Figure 1: Ventricular fibrillation triggered by premature ventricular complex.

A 12-lead ECG revealed sinus rhythm and frequent premature ventricular complexes (PVCs) with a left bundle branch block (LBBB) pattern and inferior axis of the QRS. The mean coupling interval was 360 ± 30 ms. QTc interval was 489 ms (Figure 2). All the episodes of VF were triggered by PVCs. Echocardiography revealed normal right and left ventricular ejection fraction and  a normal coronary angiography excluded myocardial ischemia. Pharmacologic provocation did not show evidence of Brugada syndrome. LQTS was diagnosed based on published diagnostic criteria [1], with a score of five (QT  470 ms, spontaneous VF, syncope), considered as high probability of LQTS. Genetic testing, performed afterwards, did not identify diagnostic channel mutations associated with LQTS, (KCNQ1, KCNH2, SCN5A, KCNE1, KCNE2, KCNJ2), but showed three common  polymorphisms (E1061E, D1819D at the SCN5A gene, and S38G at the KCNE1). 

Figure 2: Twelve-lead ECG with RVOT premature beat and long QT interval.

The episodes of VF could not be suppressed by different drugs such as beta-blockers, amiodarone at another centre and the patient was referred to us for an electrophysiology study and catheter ablation.

Mapping and catheter ablation procedures

A quadripolar catheter was inserted via the femoral vein and positioned in the right ventricle. A 7-French deflectable ablation catheter with a 4 mm tip electrode (Cordis Webster) was used for mapping and radiofrequency current application. Frequent PVCs with an LBBB morphology and inferior axis were present during the study and allowed us to perform activation sequence mapping using CARTO mapping system demonstrating the origin of the PVCs to be in the posterior septal wall of right ventricular outflow tract (RVOT). PVCs were not associated with the Purkinje system. Three applications of radiofrequency (65º C, 50 W, 60 s) were performed at the site with the earliest activation and led to complete cessation of PVCs. A defibrillator was implanted in view of persistent long QTc interval and risk of sudden death despite ablation of triggering PVCs. There has been no recurrence of VF during a follow-up period of 14 months, and QTc was 472 ms (Figure 3).

Figure 3: ECG during follow up without PVC


There are a few reports of patients with LQTS having undergone ablation for VF by eliminating premature beats [2,3]. Only one of them showed PVCs originating from RVOT, as it did in our case in the rest Purkinje activity preceded the PVC. Though RVOT PVCs triggering VF is somewhat logical in patients with Brugada Syndrome where a specific arrhythmogenic area in the right ventricle has been suggested [4], its occurrence  in idiopathic VF or LQTS is interesting. Ventricular fibrillation can be successfully treated by catheter ablation of the PVC trigger in patients with LQTS.

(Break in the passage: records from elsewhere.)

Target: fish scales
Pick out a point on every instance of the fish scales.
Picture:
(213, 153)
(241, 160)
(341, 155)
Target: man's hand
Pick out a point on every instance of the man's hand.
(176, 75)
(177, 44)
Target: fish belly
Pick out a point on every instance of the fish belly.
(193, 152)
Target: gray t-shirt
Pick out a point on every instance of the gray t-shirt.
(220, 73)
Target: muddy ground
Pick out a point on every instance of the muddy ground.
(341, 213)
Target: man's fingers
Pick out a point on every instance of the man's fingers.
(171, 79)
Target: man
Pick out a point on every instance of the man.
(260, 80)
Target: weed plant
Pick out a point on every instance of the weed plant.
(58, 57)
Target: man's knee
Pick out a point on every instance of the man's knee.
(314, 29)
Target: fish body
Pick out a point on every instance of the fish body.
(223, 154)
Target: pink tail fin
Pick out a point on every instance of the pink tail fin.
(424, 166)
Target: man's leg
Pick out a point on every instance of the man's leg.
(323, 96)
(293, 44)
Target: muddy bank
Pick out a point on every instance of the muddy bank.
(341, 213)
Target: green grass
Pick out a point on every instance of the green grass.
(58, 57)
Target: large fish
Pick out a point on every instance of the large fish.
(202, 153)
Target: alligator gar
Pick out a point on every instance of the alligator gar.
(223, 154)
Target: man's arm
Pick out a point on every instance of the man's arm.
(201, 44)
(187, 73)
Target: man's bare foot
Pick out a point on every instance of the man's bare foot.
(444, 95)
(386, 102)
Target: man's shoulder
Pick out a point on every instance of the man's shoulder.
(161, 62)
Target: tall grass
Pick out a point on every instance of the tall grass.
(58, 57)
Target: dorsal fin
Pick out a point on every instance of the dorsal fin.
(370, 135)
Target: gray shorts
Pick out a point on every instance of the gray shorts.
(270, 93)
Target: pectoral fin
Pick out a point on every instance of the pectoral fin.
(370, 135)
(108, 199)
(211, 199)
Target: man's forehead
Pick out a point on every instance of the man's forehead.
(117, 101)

1. Schwartz PJ, Moss AJ, Vincent GM, Crampton RS. Diagnostic criteria for the long QT syndrome: an update. Circulation 1993;88: 782–4.

2. Knecht S, Sacher F, Wright M, Hocini M, Nogami A, Arentz T, et al. Long-Term Follow-Up of Idiopathic Ventricular Fibrillation Ablation. A Multicenter Study. J Am Coll Cardiol 2009; 54:522–8.

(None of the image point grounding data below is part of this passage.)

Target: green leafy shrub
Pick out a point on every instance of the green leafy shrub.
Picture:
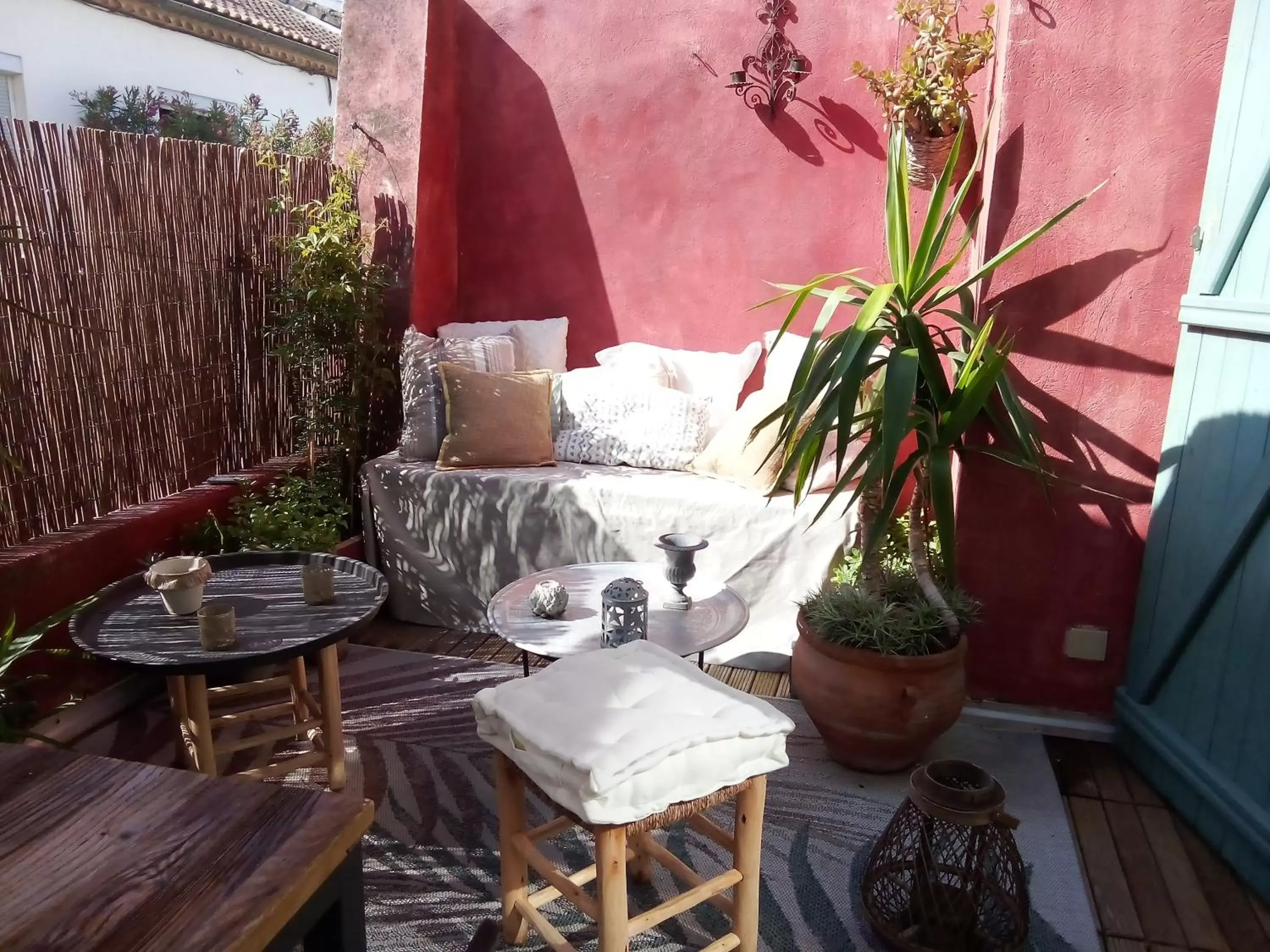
(17, 710)
(249, 125)
(328, 324)
(301, 513)
(898, 620)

3. Srivathsan K, Gami AS, Ackerman MJ, Asirvatham SJ. Treatment of ventricular fibrillation in a patient with prior diagnosis of long QT syndrome: importance of precise electrophysiologic diagnosis to successfully ablate the trigger. Heart Rhythm. 2007;4:1090-3.

4.  Morita, H., Fukushima-Kusano, K., Nagase, S. Site-specific arrhythmogenesis in patients with Brugada syndrome. Journal of Cardiovascular Electrophysiology, 14, 373–379.